When the medical evidence available is not enough to make a decision in your claim, SSA may send you to a consultative examination (CE). You will receive a notice in the mail of the date, time, and location of your exam. If you are not able to attend, then you should contact the number listed in the notice to re-schedule the examination. You should co-operate and attend this examination and participate in these exams in good faith. If you fail to attend a consultative examination that has been scheduled for you, SSA may deny your claim for failure to cooperate.

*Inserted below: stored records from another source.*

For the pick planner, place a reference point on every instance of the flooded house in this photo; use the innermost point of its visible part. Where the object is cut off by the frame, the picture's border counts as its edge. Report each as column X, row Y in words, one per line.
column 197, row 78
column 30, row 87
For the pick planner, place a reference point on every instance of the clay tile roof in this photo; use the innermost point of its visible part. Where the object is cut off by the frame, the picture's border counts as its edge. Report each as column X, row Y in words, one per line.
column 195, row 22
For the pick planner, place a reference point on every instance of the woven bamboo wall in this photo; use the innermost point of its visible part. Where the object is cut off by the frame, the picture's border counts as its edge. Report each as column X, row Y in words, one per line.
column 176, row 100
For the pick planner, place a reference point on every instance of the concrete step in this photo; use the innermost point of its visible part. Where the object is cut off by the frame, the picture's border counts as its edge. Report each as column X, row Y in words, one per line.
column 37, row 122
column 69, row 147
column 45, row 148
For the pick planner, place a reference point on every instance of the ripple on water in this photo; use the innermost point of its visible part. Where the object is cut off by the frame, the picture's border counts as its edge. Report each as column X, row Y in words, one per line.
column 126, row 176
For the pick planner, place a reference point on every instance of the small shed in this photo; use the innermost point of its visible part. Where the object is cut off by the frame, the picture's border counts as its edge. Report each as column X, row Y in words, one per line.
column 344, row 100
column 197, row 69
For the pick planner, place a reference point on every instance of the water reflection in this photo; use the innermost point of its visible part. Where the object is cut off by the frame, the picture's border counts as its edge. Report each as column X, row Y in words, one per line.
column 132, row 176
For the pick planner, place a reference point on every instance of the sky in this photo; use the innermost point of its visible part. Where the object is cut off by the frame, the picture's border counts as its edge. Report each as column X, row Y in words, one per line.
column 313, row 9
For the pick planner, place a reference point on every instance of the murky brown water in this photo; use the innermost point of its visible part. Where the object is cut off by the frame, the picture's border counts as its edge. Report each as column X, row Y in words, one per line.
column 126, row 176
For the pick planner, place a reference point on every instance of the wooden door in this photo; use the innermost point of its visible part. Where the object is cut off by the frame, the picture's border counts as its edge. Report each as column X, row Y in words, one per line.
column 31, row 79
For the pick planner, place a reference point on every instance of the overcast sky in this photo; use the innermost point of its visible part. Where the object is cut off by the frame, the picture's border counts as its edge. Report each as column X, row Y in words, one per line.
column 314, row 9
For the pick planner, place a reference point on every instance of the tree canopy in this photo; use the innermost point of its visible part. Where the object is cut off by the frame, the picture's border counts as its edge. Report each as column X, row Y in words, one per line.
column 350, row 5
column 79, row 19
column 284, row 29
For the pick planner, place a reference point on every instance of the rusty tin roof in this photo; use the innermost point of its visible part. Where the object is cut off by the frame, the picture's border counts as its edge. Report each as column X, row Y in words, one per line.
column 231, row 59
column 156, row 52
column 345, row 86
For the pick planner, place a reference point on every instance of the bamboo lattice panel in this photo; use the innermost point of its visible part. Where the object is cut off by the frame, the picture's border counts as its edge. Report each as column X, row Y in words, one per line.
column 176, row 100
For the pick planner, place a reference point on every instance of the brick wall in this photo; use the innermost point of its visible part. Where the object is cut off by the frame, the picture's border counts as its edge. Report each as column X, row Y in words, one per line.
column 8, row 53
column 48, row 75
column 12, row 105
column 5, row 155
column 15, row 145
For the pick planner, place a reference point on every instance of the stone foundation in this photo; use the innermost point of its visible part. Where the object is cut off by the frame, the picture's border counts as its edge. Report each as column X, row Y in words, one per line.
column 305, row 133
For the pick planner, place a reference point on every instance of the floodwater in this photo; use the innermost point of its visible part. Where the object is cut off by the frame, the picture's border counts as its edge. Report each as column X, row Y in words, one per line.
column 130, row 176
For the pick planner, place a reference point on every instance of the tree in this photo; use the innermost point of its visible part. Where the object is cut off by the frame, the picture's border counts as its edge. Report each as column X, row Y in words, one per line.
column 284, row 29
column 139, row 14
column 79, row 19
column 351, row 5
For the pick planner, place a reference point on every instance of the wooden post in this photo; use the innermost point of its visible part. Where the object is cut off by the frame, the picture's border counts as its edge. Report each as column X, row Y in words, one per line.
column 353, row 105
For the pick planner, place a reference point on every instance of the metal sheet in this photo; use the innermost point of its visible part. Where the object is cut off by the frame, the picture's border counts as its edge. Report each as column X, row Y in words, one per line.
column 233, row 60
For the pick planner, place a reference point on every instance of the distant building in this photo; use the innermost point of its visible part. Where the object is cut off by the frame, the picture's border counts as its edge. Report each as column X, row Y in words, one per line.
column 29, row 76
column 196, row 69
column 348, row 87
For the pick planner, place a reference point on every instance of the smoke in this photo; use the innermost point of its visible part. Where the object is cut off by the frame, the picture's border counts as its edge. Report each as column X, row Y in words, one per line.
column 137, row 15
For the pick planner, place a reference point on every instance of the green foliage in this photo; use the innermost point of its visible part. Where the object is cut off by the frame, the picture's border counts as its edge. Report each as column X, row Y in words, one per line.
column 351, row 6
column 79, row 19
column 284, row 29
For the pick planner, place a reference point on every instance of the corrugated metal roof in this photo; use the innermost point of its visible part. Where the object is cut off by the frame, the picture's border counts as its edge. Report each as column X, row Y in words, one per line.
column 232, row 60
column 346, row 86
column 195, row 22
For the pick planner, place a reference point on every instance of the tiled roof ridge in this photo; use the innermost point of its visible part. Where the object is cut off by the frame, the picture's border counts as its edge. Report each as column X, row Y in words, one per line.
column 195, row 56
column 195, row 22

Consultative exams can be done by your treating doctor (if he or she is qualified to perform the exam and they are willing to do so) or by an independent doctor who is contracted by SSA. Most often, the examinations are performed by contractors, who are not employees of the federal government but instead are paid to conduct the exam. The purpose of the examination is to evaluate your physical or mental condition; the examiner is not forming a treating relationship with you as a patient. Because the examination is not for the purpose of treatment, they are often short in duration. The examiner will perform either a physical or mental examination. Sometimes, an examiner may also take x-rays, perform pulmonary function tests, or IQ testing; they do not typically involve blood or urine testing. The government pays for this examination. Unfortunately, the government will not pay for more costly tests, such as CT scans or MRIs.
After the examination, the examiner prepares a written report for SSA. You or your attorney if you are represented may request a copy of the report. CEs can occur prior to your hearing or afterwards if the Judge believes additional evidence is necessary. These results of the examinations are not often clear cut; therefore, to be best prepared it makes sense to be represented by an attorney who would present additional arguments and evidence in your claim.